Two identical ball bearings in contact with each other and resting on a frictionless table are hit head-on by another ball bearing of the same mass moving initially with a speed V. If the collision is elastic, which of the following figure is a possible result after collision?

Answer 1

Let m be the mass of each ball bearing. Before collision, total K.E. of the system

=1/2mv² + 0 =1/2 mv²

After collision, K.E. of the system is

Case I, E₁ = 1/2 (2m) (v/2)² = 1/4 mv²

Case II, E₂ = 1/2 mv²

Case III, E₃ = 1/2(3m) (v/3)² = 1/6mv²

Thus, case II is the only possibility since K.E. is conserved in this case.

Answer 2

It can be observed that the total momentum before and after collision in each case is constant.

For an elastic collision, the total kinetic energy of a system remains conserved before and after collision.

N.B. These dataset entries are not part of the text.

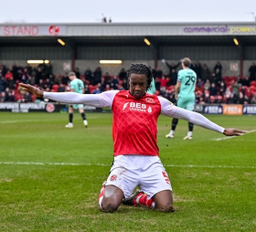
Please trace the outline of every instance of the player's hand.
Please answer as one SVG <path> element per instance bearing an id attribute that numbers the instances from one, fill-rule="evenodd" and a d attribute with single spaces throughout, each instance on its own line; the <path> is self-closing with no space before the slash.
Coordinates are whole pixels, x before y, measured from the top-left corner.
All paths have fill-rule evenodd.
<path id="1" fill-rule="evenodd" d="M 248 131 L 239 130 L 236 128 L 226 128 L 223 132 L 223 134 L 226 136 L 240 136 L 242 133 L 247 133 Z"/>
<path id="2" fill-rule="evenodd" d="M 36 88 L 32 85 L 27 85 L 23 83 L 18 83 L 18 85 L 23 88 L 27 91 L 32 92 L 37 97 L 42 98 L 44 96 L 44 92 L 41 91 L 38 88 Z"/>

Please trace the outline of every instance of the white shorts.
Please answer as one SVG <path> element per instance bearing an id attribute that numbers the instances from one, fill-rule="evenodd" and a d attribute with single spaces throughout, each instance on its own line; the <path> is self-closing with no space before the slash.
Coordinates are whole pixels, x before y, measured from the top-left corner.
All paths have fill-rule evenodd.
<path id="1" fill-rule="evenodd" d="M 125 198 L 130 196 L 135 187 L 152 198 L 155 194 L 172 191 L 168 174 L 158 156 L 118 155 L 114 157 L 106 185 L 115 185 L 123 192 Z"/>

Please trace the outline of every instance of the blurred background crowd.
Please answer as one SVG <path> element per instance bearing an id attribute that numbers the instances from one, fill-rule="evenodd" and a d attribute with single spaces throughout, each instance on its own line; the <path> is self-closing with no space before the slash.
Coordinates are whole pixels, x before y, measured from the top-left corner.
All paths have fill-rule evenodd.
<path id="1" fill-rule="evenodd" d="M 180 62 L 165 61 L 169 71 L 153 69 L 155 82 L 155 94 L 172 102 L 175 100 L 175 86 Z M 256 104 L 256 65 L 253 62 L 245 77 L 225 76 L 221 62 L 218 61 L 213 69 L 207 64 L 197 61 L 190 67 L 197 75 L 196 103 L 200 104 Z M 19 89 L 18 83 L 35 85 L 45 91 L 63 92 L 69 90 L 69 79 L 67 73 L 53 73 L 51 64 L 37 67 L 17 67 L 15 64 L 5 66 L 0 63 L 0 102 L 38 102 L 28 92 Z M 80 69 L 74 70 L 77 78 L 85 84 L 84 93 L 97 94 L 110 90 L 127 90 L 126 70 L 122 69 L 114 75 L 104 72 L 98 67 L 94 70 L 88 68 L 84 73 Z"/>

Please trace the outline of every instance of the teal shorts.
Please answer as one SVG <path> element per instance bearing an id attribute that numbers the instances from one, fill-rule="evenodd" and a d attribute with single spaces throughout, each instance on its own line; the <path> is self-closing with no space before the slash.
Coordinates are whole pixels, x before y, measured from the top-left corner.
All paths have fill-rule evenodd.
<path id="1" fill-rule="evenodd" d="M 72 104 L 71 106 L 73 107 L 74 110 L 78 110 L 84 107 L 83 104 Z"/>
<path id="2" fill-rule="evenodd" d="M 193 111 L 195 107 L 195 98 L 178 97 L 176 106 Z"/>

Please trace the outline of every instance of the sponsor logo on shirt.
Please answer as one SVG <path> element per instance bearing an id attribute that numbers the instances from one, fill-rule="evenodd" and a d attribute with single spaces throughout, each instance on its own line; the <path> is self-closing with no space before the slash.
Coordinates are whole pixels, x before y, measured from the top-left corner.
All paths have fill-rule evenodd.
<path id="1" fill-rule="evenodd" d="M 140 111 L 140 112 L 146 112 L 149 113 L 152 112 L 151 106 L 148 106 L 146 104 L 139 103 L 139 102 L 125 102 L 123 106 L 123 111 L 124 111 L 126 108 L 129 108 L 129 111 Z"/>
<path id="2" fill-rule="evenodd" d="M 148 102 L 148 103 L 155 103 L 155 100 L 153 100 L 153 99 L 151 99 L 151 98 L 145 98 L 145 100 L 144 100 L 146 102 Z"/>

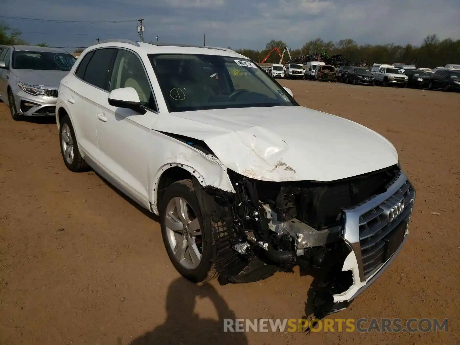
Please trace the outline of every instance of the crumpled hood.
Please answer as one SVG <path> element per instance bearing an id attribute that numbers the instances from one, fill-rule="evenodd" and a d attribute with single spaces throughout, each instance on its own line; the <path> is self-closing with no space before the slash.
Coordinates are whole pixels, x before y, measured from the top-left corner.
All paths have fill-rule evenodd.
<path id="1" fill-rule="evenodd" d="M 385 75 L 389 75 L 390 77 L 399 77 L 400 78 L 404 78 L 406 77 L 407 78 L 407 76 L 403 74 L 398 74 L 397 73 L 385 73 Z"/>
<path id="2" fill-rule="evenodd" d="M 58 89 L 61 79 L 69 71 L 47 71 L 39 69 L 14 69 L 13 73 L 19 81 L 35 86 L 46 86 Z"/>
<path id="3" fill-rule="evenodd" d="M 334 181 L 398 162 L 377 133 L 304 107 L 173 113 L 152 129 L 203 140 L 228 168 L 264 181 Z"/>

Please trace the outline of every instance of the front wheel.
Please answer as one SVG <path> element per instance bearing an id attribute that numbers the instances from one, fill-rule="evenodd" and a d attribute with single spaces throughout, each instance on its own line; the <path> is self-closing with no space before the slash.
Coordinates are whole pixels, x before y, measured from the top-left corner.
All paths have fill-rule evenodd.
<path id="1" fill-rule="evenodd" d="M 211 260 L 213 235 L 203 226 L 191 180 L 181 180 L 168 187 L 161 197 L 160 217 L 166 252 L 179 273 L 194 282 L 215 278 Z"/>
<path id="2" fill-rule="evenodd" d="M 15 121 L 20 121 L 23 119 L 23 117 L 17 113 L 16 110 L 16 102 L 14 101 L 14 97 L 11 90 L 8 92 L 8 102 L 10 104 L 10 113 L 11 117 Z"/>

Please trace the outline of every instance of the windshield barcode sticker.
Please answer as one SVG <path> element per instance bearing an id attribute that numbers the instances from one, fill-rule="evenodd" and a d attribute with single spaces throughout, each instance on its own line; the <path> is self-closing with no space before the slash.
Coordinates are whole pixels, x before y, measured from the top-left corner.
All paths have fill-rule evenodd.
<path id="1" fill-rule="evenodd" d="M 239 66 L 242 66 L 244 67 L 251 67 L 252 68 L 257 68 L 257 66 L 249 61 L 242 61 L 241 60 L 235 60 L 235 62 Z"/>

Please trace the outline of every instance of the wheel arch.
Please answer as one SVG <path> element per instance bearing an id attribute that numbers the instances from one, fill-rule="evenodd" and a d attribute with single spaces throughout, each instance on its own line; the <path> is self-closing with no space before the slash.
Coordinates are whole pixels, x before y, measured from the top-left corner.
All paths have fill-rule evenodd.
<path id="1" fill-rule="evenodd" d="M 151 178 L 149 185 L 151 210 L 158 214 L 161 199 L 166 188 L 180 180 L 195 178 L 203 187 L 213 187 L 235 193 L 233 186 L 221 163 L 203 156 L 201 161 L 171 161 L 164 164 Z"/>

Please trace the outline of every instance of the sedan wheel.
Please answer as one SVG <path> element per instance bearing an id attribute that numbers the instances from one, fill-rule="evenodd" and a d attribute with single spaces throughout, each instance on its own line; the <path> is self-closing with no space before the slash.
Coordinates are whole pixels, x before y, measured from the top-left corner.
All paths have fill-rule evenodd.
<path id="1" fill-rule="evenodd" d="M 13 94 L 11 93 L 11 91 L 8 93 L 8 102 L 10 104 L 10 113 L 11 114 L 11 117 L 13 118 L 13 120 L 15 121 L 19 121 L 22 120 L 23 117 L 17 114 L 17 111 L 16 110 L 16 103 L 14 101 L 14 97 L 13 97 Z"/>
<path id="2" fill-rule="evenodd" d="M 203 252 L 200 222 L 190 205 L 180 196 L 166 207 L 165 225 L 168 241 L 177 262 L 187 270 L 196 268 Z"/>

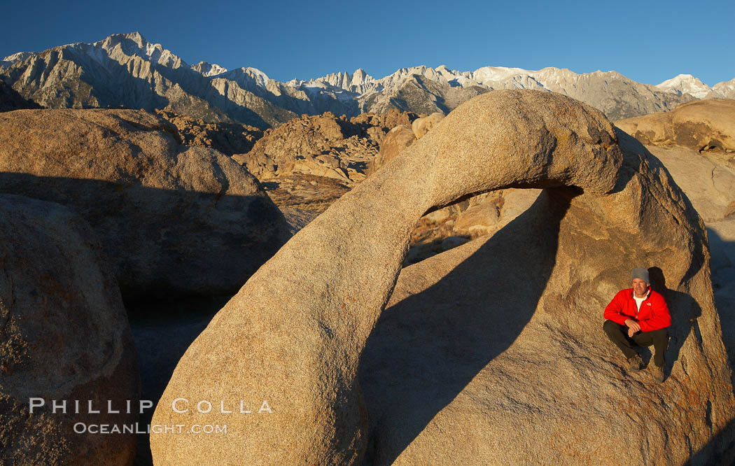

For mass of each ball bearing m, we can write:

Total kinetic energy of the system before collision:

= (1/2)mV² + (1/2)(2m) × 0²

= (1/2)mV²

Case (i) 
Total kinetic energy of the system after collision:

= (1/2) m × 0 + (1/2) (2m) (V/2)²

= (1/4)mV²

Hence, the kinetic energy of the system is not conserved in case (i).

Case (ii)
Total kinetic energy of the system after collision:

= (1/2)(2m) × 0 + (1/2)mV² 

= (1/2) mV²

Hence, the kinetic energy of the system is conserved in case (ii).

Case (iii)

Total kinetic energy of the system after collision:

= (1/2)(3m)(V/3)²

= (1/6)mV²

Hence, the kinetic energy of the system is not conserved in case (iii). 

Hence, Case II is the only possibility.